Before there were forests, before there were rivers, before there was even
a sky to hold the sun — there was a great stillness, and out of that
stillness came a thought.
The Creator, Brahma, sat upon a lotus in the vast quiet, and he wished for
the worlds to be filled with life. He did not build the first beings with
his hands. He did not shape them from clay. He simply thought them — and
they appeared, glowing softly, as real as if they had always been.

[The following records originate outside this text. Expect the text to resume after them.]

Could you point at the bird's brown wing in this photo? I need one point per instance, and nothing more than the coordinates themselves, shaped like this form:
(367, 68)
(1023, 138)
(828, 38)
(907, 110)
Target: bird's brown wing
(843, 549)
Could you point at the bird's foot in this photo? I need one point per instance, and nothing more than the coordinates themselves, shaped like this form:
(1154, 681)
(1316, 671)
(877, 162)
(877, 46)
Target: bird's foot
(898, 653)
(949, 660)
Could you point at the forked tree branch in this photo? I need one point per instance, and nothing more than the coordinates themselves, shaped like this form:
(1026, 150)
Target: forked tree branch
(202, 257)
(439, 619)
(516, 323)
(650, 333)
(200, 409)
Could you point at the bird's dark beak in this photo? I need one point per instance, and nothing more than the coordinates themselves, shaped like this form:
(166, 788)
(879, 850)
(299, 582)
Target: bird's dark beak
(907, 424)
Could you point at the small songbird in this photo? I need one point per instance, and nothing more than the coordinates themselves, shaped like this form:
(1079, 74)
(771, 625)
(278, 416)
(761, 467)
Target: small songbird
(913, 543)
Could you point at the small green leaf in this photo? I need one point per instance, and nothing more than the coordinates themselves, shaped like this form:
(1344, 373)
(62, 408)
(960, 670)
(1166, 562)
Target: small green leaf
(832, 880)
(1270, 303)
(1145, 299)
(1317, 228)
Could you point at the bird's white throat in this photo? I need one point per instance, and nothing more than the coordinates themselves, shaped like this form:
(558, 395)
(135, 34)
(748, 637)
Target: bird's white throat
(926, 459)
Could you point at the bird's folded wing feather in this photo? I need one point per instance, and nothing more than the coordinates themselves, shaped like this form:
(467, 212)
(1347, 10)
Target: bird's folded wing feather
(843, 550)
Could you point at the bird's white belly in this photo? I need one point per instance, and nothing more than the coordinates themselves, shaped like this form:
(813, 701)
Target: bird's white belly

First came four shining children, the most ancient of all — Sanaka, Sanandana,
Sanatana, and Sanatkumara. They came into being already wise, already calm,
their eyes full of a peace older than time. They had no wish for kingdoms or
power. They wandered off at once to wonder at the mystery of things, forever
young, forever seeking the truth.
Then Brahma thought again, and seven great sages rose up — the Saptarishis.
Marichi, Atri, Angiras, Pulastya, Pulaha, Kratu, and Vasishtha. They were
born for a different task: to carry knowledge into the new world, to teach,
to light the lamps of learning that would pass from teacher to student for
all the ages to come. To this day, when you look up at night, you can see
them: the seven bright stars that wheel slowly around the pole.
And Brahma thought once more, and the Manus came — the great fathers and
mothers of humankind. From them would flow every family, every tribe, every
child who would ever laugh or weep upon the earth.
Each of these first beings came from one source: the Creator's own mind.
They shared his nature, the way a spark shares the nature of the fire it
leaps from. And from these few, all the countless creatures of the world
spread out — like a single seed becoming a whole orchard, like one thought
at dawn becoming an entire teeming, singing world.
Krishna tells Arjuna this so that he will understand: when you look at the
crowds of people, the herds of animals, the flocks of birds — every one of
them traces back, through the first sages and the first fathers, to a single
fountainhead. The whole great family of the living world began as one bright
thought in the quiet before the dawn.